Beaches are looking a whole lot better with more species getting involved around the sand. This will only improve over coming weeks. Bream are the target fish this month – all beaches hold fish in the deeper holes and on the edges near rocks. As usual, whiting are starting to show and the beaches around the lake and Minnamurra entrance produce the best results early. The rest of the coast gets better as we head into summer.

Windang, Warilla, MM beaches, Minnamurra Beach and the Farm are great starting points this month. As always, beach worms are the only bait for good results and great by-catch. Flatties find their way onto the beaches and are mostly taken when chasing other species, but later in the month, casting plastics along any beach at likely spots will throw up a few.

It could well throw up a surprise or two in the form of school mulloway that are increasing in numbers along the beaches. Bigger fish will move in as the sun goes down, and better fish are being picked up from the northern beaches in the past weeks.

Big salmon can be a pest when chasing mulloway. They’re great fun on light tackle, if you’re not scared of taking on that big mulloway when it grabs your salmon bait. Pilchards will do the job for the sambos and work equally well on tailor that are getting about on the southern beaches around Kiama. Fish up to 2kg have come in, but most tailor you encounter will be under a kilo.

Offshore is picking up with better snapper taking plastics over the reefs and gravel in 30-50m of water. Use your sounder to find bait schools, particularly those closer to the bottom. Watch for larger fish close by or just work the areas around the schools. Random fish will show over harder ground and bumps. From Port Kembla North, there aren’t many bumps left off the coast.

Seventy years of ore carriers and tankers anchoring along the coast has destroyed every outcrop and bump by grinding it to rubble, dragging their massive anchor chains across the bottom every time there’s a significant change in wind. There are fish, but little structure to hold them. You have to look hard.

Out further, October is always a good month for yellowfin tuna, striped tuna and albacore. Schools come into the coast some seasons, so keep your ears open for murmurs on the grape vine. A few showed in September, and they had the travelling oceanic fin with big sickles. This is usually the case – their appearance will be at the whims of the currents, but odds are pretty good. There is also a chance of striped marlin this month, as they were still about in August.

If you’re out wide and struggling to find yellowfin, there are always gemfish and trevalla about over the canyons. The long drop could be worth a look. In closer, schools of striped tuna have been popping up along the coast, but they’re scattered. They’re the best bait for bream and snapper, so if you cross paths with a school, have fun and get some great bait.
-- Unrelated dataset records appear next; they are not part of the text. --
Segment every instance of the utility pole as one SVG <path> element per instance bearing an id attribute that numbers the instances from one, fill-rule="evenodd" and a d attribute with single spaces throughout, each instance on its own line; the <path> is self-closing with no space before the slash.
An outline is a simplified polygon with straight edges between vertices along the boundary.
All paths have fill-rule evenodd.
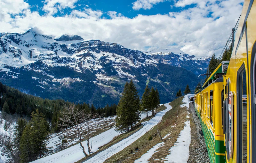
<path id="1" fill-rule="evenodd" d="M 232 51 L 233 51 L 233 48 L 234 47 L 235 44 L 235 31 L 236 30 L 234 28 L 232 28 Z"/>

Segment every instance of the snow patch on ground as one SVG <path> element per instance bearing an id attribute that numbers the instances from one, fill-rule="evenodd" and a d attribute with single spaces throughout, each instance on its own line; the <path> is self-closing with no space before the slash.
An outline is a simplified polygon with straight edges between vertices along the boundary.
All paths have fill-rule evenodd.
<path id="1" fill-rule="evenodd" d="M 191 128 L 190 121 L 188 120 L 185 122 L 185 126 L 180 134 L 177 141 L 168 150 L 170 153 L 165 157 L 164 162 L 169 163 L 187 163 L 189 156 L 189 145 L 191 143 Z"/>
<path id="2" fill-rule="evenodd" d="M 156 125 L 158 124 L 166 112 L 172 109 L 172 106 L 166 103 L 164 106 L 167 107 L 165 110 L 157 113 L 155 117 L 149 120 L 140 130 L 127 138 L 115 144 L 105 151 L 99 153 L 93 157 L 84 162 L 98 163 L 104 162 L 105 160 L 114 154 L 125 148 L 140 137 Z"/>
<path id="3" fill-rule="evenodd" d="M 166 137 L 168 137 L 168 136 L 169 136 L 169 135 L 171 135 L 171 134 L 172 134 L 172 133 L 168 133 L 166 135 L 165 135 L 165 136 L 164 136 L 164 137 L 163 137 L 163 139 L 165 139 L 165 138 L 166 138 Z"/>
<path id="4" fill-rule="evenodd" d="M 186 104 L 181 105 L 180 107 L 187 107 L 187 108 L 188 109 L 188 107 L 189 106 L 189 103 L 190 102 L 190 101 L 189 101 L 189 99 L 191 98 L 191 97 L 193 97 L 194 95 L 195 94 L 188 94 L 185 95 L 184 96 L 184 98 L 183 99 L 183 100 L 182 100 L 182 102 L 184 102 L 186 103 Z"/>
<path id="5" fill-rule="evenodd" d="M 156 151 L 157 149 L 162 146 L 164 144 L 164 142 L 162 142 L 156 144 L 147 152 L 147 153 L 141 156 L 140 158 L 135 160 L 134 162 L 134 163 L 149 162 L 148 160 L 152 157 L 154 153 L 157 152 Z"/>

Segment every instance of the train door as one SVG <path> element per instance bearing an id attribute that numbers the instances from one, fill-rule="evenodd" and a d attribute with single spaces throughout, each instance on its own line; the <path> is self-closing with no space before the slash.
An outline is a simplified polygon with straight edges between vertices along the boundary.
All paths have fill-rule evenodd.
<path id="1" fill-rule="evenodd" d="M 225 86 L 225 102 L 224 104 L 223 126 L 225 134 L 226 151 L 227 159 L 233 157 L 234 132 L 234 105 L 233 93 L 230 91 L 230 81 L 228 79 Z"/>
<path id="2" fill-rule="evenodd" d="M 247 75 L 243 64 L 237 71 L 237 162 L 247 163 Z"/>
<path id="3" fill-rule="evenodd" d="M 212 127 L 213 127 L 213 116 L 214 112 L 213 112 L 213 92 L 212 90 L 210 91 L 210 122 L 211 124 Z"/>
Kingfish are on the move over the deeper reefs like Bandit and Wollongong. A few are starting to show around the islands. Live baits fished deep are picking up. When one is hooked, use knife jigs to pick up any hangers on. Most locals who tackle kings head to the banks this time of the year, only an hour drive down the coast.

Salmon are the most prolific of the pelagics at the moment as they move in solid schools chasing small baitfish. Trevally schools are just below them, with smaller snapper below or mixing with them as well. When you spot the seagulls on top, you should score a few fish.
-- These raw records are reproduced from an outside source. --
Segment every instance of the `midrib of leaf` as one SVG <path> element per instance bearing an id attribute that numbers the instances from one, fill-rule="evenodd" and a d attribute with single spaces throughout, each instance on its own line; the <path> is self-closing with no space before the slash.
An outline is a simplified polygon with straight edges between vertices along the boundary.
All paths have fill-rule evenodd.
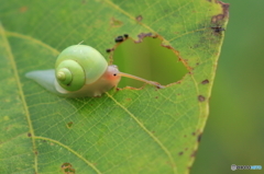
<path id="1" fill-rule="evenodd" d="M 175 164 L 175 161 L 173 159 L 173 155 L 170 154 L 170 152 L 167 150 L 167 148 L 158 140 L 157 137 L 155 137 L 128 108 L 125 108 L 121 103 L 119 103 L 111 94 L 109 94 L 108 92 L 106 92 L 106 94 L 108 95 L 108 97 L 110 97 L 118 106 L 120 106 L 125 113 L 128 113 L 134 120 L 136 124 L 139 124 L 139 126 L 154 140 L 154 142 L 156 142 L 161 149 L 166 153 L 166 155 L 168 156 L 172 166 L 173 166 L 173 171 L 175 174 L 177 174 L 177 167 Z"/>
<path id="2" fill-rule="evenodd" d="M 4 43 L 7 51 L 8 51 L 8 57 L 10 59 L 10 62 L 11 62 L 11 66 L 12 66 L 13 72 L 14 72 L 14 78 L 15 78 L 15 81 L 16 81 L 16 84 L 18 84 L 19 94 L 21 96 L 22 105 L 23 105 L 24 111 L 25 111 L 25 117 L 26 117 L 29 128 L 30 128 L 33 151 L 36 151 L 35 140 L 33 138 L 35 136 L 34 135 L 34 129 L 33 129 L 32 121 L 31 121 L 31 118 L 30 118 L 30 113 L 29 113 L 29 109 L 28 109 L 28 105 L 25 103 L 24 93 L 23 93 L 23 90 L 22 90 L 22 86 L 21 86 L 21 83 L 20 83 L 20 77 L 19 77 L 19 73 L 18 73 L 18 68 L 16 68 L 16 65 L 15 65 L 15 61 L 14 61 L 14 58 L 13 58 L 13 55 L 12 55 L 11 47 L 10 47 L 8 38 L 7 38 L 7 34 L 6 34 L 2 25 L 0 26 L 0 33 L 2 33 L 2 35 L 3 35 L 3 43 Z M 35 165 L 34 165 L 35 166 L 35 173 L 37 173 L 37 156 L 36 156 L 35 153 L 34 153 L 34 163 L 35 163 Z"/>

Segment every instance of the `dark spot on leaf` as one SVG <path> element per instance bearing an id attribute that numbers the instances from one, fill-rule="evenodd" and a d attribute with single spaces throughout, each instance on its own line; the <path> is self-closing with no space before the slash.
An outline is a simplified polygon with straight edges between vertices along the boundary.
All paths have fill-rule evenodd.
<path id="1" fill-rule="evenodd" d="M 223 19 L 229 18 L 229 3 L 223 3 L 219 0 L 216 1 L 217 3 L 220 3 L 222 7 L 222 13 L 213 15 L 211 18 L 212 23 L 220 23 Z"/>
<path id="2" fill-rule="evenodd" d="M 201 84 L 207 84 L 207 83 L 209 83 L 209 80 L 207 79 L 201 82 Z"/>
<path id="3" fill-rule="evenodd" d="M 61 167 L 65 174 L 75 174 L 75 169 L 72 169 L 70 163 L 63 163 Z"/>
<path id="4" fill-rule="evenodd" d="M 152 37 L 152 33 L 141 33 L 138 35 L 139 40 L 135 40 L 135 43 L 141 43 L 143 40 L 144 37 Z"/>
<path id="5" fill-rule="evenodd" d="M 68 123 L 67 128 L 70 128 L 73 126 L 73 124 L 74 124 L 73 121 Z"/>
<path id="6" fill-rule="evenodd" d="M 190 154 L 191 158 L 196 156 L 196 150 Z"/>
<path id="7" fill-rule="evenodd" d="M 197 141 L 200 142 L 201 140 L 201 134 L 197 137 Z"/>
<path id="8" fill-rule="evenodd" d="M 118 36 L 117 38 L 114 38 L 116 43 L 122 43 L 123 42 L 123 36 Z"/>
<path id="9" fill-rule="evenodd" d="M 121 21 L 119 21 L 119 20 L 117 20 L 117 19 L 114 19 L 114 18 L 111 18 L 111 21 L 110 21 L 110 25 L 112 26 L 112 27 L 120 27 L 120 26 L 122 26 L 122 22 Z"/>
<path id="10" fill-rule="evenodd" d="M 110 51 L 112 51 L 112 49 L 107 49 L 106 51 L 107 51 L 107 53 L 110 53 Z"/>
<path id="11" fill-rule="evenodd" d="M 222 31 L 226 31 L 223 27 L 221 26 L 215 26 L 215 27 L 211 27 L 212 31 L 216 33 L 216 34 L 221 34 Z"/>
<path id="12" fill-rule="evenodd" d="M 143 20 L 143 16 L 142 16 L 142 15 L 138 15 L 138 16 L 135 18 L 135 20 L 136 20 L 138 22 L 141 22 L 141 21 Z"/>
<path id="13" fill-rule="evenodd" d="M 28 11 L 28 7 L 21 7 L 21 8 L 20 8 L 20 12 L 21 12 L 21 13 L 24 13 L 24 12 L 26 12 L 26 11 Z"/>
<path id="14" fill-rule="evenodd" d="M 198 95 L 198 101 L 199 101 L 199 102 L 204 102 L 204 101 L 206 101 L 206 97 L 202 96 L 202 95 Z"/>
<path id="15" fill-rule="evenodd" d="M 128 35 L 128 34 L 124 34 L 124 38 L 129 38 L 129 35 Z"/>

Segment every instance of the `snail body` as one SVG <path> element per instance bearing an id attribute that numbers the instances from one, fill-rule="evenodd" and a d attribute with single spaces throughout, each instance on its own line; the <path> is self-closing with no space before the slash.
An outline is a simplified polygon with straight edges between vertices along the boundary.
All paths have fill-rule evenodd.
<path id="1" fill-rule="evenodd" d="M 55 69 L 36 70 L 25 74 L 47 91 L 61 96 L 100 96 L 117 86 L 121 77 L 128 77 L 163 88 L 158 83 L 120 72 L 114 65 L 108 66 L 103 56 L 87 45 L 74 45 L 57 57 Z"/>

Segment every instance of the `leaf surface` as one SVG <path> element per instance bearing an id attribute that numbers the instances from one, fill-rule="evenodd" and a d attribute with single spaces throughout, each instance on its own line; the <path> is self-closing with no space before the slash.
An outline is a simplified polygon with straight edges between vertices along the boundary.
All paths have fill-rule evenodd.
<path id="1" fill-rule="evenodd" d="M 208 117 L 228 4 L 215 0 L 1 1 L 1 173 L 188 173 Z M 165 89 L 64 98 L 26 79 L 85 40 L 157 36 L 190 71 Z M 140 36 L 139 36 L 140 35 Z M 125 70 L 124 70 L 125 71 Z"/>

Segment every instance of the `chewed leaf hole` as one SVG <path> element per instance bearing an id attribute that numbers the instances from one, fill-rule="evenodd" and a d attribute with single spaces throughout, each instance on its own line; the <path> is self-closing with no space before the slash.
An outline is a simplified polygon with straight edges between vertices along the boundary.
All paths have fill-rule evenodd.
<path id="1" fill-rule="evenodd" d="M 145 37 L 142 43 L 135 44 L 127 39 L 113 53 L 113 63 L 125 73 L 138 76 L 163 85 L 177 82 L 188 72 L 176 54 L 162 46 L 160 38 Z M 122 78 L 119 88 L 141 88 L 143 82 Z"/>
One not so welcome visitor with the sambos and trevally are those toothy barracouta. They get whipped into frenzy chasing your lures, and make it impossible to lure anything else. When they’re about, they damage or take everything you put in the water.
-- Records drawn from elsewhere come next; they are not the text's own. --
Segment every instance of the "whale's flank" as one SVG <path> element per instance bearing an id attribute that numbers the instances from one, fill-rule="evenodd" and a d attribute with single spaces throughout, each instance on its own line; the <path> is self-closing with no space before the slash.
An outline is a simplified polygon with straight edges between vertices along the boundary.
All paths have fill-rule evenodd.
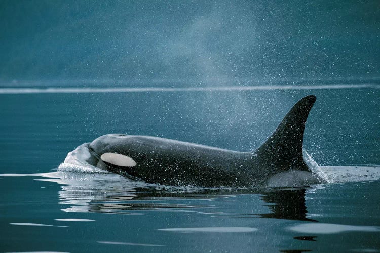
<path id="1" fill-rule="evenodd" d="M 305 124 L 315 101 L 315 96 L 310 95 L 296 103 L 272 136 L 253 152 L 111 134 L 89 145 L 88 162 L 133 180 L 168 185 L 244 187 L 269 182 L 277 185 L 282 179 L 287 185 L 315 183 L 318 180 L 302 154 Z M 284 173 L 290 171 L 294 172 Z"/>

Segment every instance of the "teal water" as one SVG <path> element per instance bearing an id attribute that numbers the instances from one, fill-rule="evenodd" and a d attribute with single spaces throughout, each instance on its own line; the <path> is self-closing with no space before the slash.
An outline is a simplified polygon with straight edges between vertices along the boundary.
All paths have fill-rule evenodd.
<path id="1" fill-rule="evenodd" d="M 0 251 L 380 251 L 375 85 L 20 93 L 0 94 Z M 310 94 L 304 146 L 332 183 L 170 187 L 57 170 L 77 146 L 111 133 L 254 149 Z"/>

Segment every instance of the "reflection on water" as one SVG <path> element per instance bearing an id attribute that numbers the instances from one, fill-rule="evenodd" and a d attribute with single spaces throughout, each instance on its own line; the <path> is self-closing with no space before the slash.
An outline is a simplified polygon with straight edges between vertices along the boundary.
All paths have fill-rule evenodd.
<path id="1" fill-rule="evenodd" d="M 263 218 L 286 219 L 299 221 L 317 221 L 306 218 L 305 188 L 299 189 L 273 189 L 261 197 L 272 213 L 261 214 Z"/>
<path id="2" fill-rule="evenodd" d="M 373 180 L 378 178 L 379 170 L 375 167 L 333 167 L 334 170 L 329 167 L 322 168 L 330 176 L 332 175 L 336 177 L 339 174 L 351 175 L 352 180 L 368 180 L 368 177 L 371 177 Z M 316 222 L 317 221 L 315 215 L 308 215 L 306 195 L 324 188 L 322 185 L 272 189 L 173 187 L 134 181 L 106 172 L 89 173 L 77 171 L 0 175 L 40 177 L 43 178 L 34 180 L 61 185 L 61 190 L 58 192 L 58 203 L 70 206 L 62 211 L 125 215 L 143 215 L 144 212 L 149 211 L 176 212 L 203 214 L 212 217 L 256 217 Z M 349 181 L 347 177 L 341 178 Z M 341 178 L 340 180 L 343 180 Z M 215 204 L 218 201 L 239 201 L 236 199 L 237 196 L 247 194 L 260 203 L 260 205 L 266 207 L 265 212 L 238 212 L 236 209 L 232 212 L 225 205 Z M 192 200 L 199 201 L 196 204 L 192 203 Z M 178 201 L 182 202 L 179 203 Z M 202 204 L 199 203 L 199 201 L 202 201 Z M 188 202 L 190 203 L 187 203 Z M 313 219 L 311 218 L 312 217 Z M 296 228 L 290 229 L 298 231 Z"/>
<path id="3" fill-rule="evenodd" d="M 352 171 L 348 171 L 348 167 L 345 168 L 346 169 L 345 175 L 356 175 L 356 177 L 351 178 L 351 180 L 367 179 L 366 177 L 368 175 L 372 176 L 372 180 L 378 179 L 373 176 L 377 174 L 368 173 L 371 170 L 369 167 L 363 170 L 361 173 L 358 171 L 357 167 L 352 167 Z M 327 168 L 324 171 L 328 172 L 329 170 L 331 170 Z M 365 177 L 358 177 L 362 174 Z M 327 175 L 330 175 L 328 173 Z M 315 197 L 316 195 L 313 194 L 319 189 L 328 189 L 328 184 L 288 188 L 205 188 L 151 185 L 133 181 L 111 173 L 59 171 L 33 174 L 0 174 L 0 176 L 3 177 L 25 176 L 37 178 L 33 180 L 38 181 L 59 184 L 60 187 L 58 192 L 58 203 L 66 206 L 61 210 L 66 214 L 81 212 L 136 215 L 136 218 L 131 218 L 135 220 L 139 219 L 139 217 L 144 219 L 149 217 L 149 214 L 153 213 L 154 216 L 159 216 L 172 212 L 171 214 L 176 215 L 177 218 L 182 217 L 191 219 L 191 217 L 195 217 L 198 221 L 196 224 L 192 224 L 193 226 L 186 226 L 186 224 L 192 223 L 174 222 L 170 225 L 160 224 L 155 220 L 157 222 L 157 226 L 151 224 L 150 229 L 161 232 L 162 234 L 159 235 L 160 236 L 175 237 L 181 234 L 193 234 L 197 236 L 197 234 L 207 233 L 212 237 L 214 236 L 212 235 L 213 234 L 222 236 L 222 235 L 240 233 L 245 235 L 244 236 L 249 235 L 261 241 L 262 238 L 260 236 L 268 235 L 268 232 L 264 228 L 268 224 L 270 227 L 271 224 L 275 223 L 282 225 L 278 228 L 273 227 L 273 231 L 271 233 L 274 232 L 277 234 L 279 231 L 281 231 L 280 233 L 289 235 L 295 243 L 296 242 L 299 242 L 298 243 L 326 242 L 326 238 L 324 237 L 326 235 L 331 236 L 349 232 L 365 233 L 370 235 L 374 233 L 375 235 L 380 232 L 380 227 L 373 226 L 327 223 L 323 219 L 322 215 L 323 214 L 319 214 L 318 210 L 317 212 L 313 210 L 312 213 L 308 213 L 307 204 L 310 202 L 307 200 Z M 340 199 L 343 198 L 340 197 Z M 170 217 L 172 217 L 171 214 Z M 111 218 L 110 216 L 109 217 Z M 72 222 L 88 222 L 83 224 L 98 224 L 98 222 L 97 219 L 70 218 L 69 216 L 68 218 L 55 218 L 59 219 L 54 220 L 61 222 L 62 225 L 50 225 L 48 222 L 47 223 L 12 222 L 10 224 L 15 227 L 22 226 L 63 228 L 69 227 L 75 223 Z M 199 221 L 203 219 L 213 220 L 211 223 L 204 225 Z M 282 221 L 275 221 L 274 223 L 268 222 L 272 219 Z M 225 222 L 234 219 L 235 221 L 231 223 Z M 237 222 L 237 219 L 240 221 Z M 318 221 L 319 222 L 317 222 Z M 181 225 L 183 225 L 182 227 Z M 197 226 L 198 225 L 199 226 Z M 166 235 L 163 235 L 163 234 Z M 371 236 L 373 235 L 370 237 Z M 157 241 L 149 243 L 154 242 L 148 240 L 123 241 L 111 239 L 104 238 L 102 240 L 97 240 L 96 242 L 119 246 L 161 247 L 168 245 L 167 242 L 161 244 L 157 243 Z M 312 244 L 307 244 L 299 245 L 312 246 Z M 310 251 L 310 248 L 314 247 L 297 246 L 292 249 L 283 248 L 280 251 L 306 252 Z"/>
Flathead fishers are starting to smile again. Some descent catches are coming in from the usual drifts over the sand. Some of these early fish are a good size, pushing 2kg, so it doesn’t take many for a feed. They will only get better as we move to November. The reefs are producing plenty of leatherjackets, nice mowies and more good pigfish, and small early Samson fish are making a show.


Decent kings are making their presence known over the usual reefs.


The flatties will get better as the month gets older, with come nice ones in the mix.


There’s no better bait than fresh striped tuna. Schools are scattered all along the coast right now.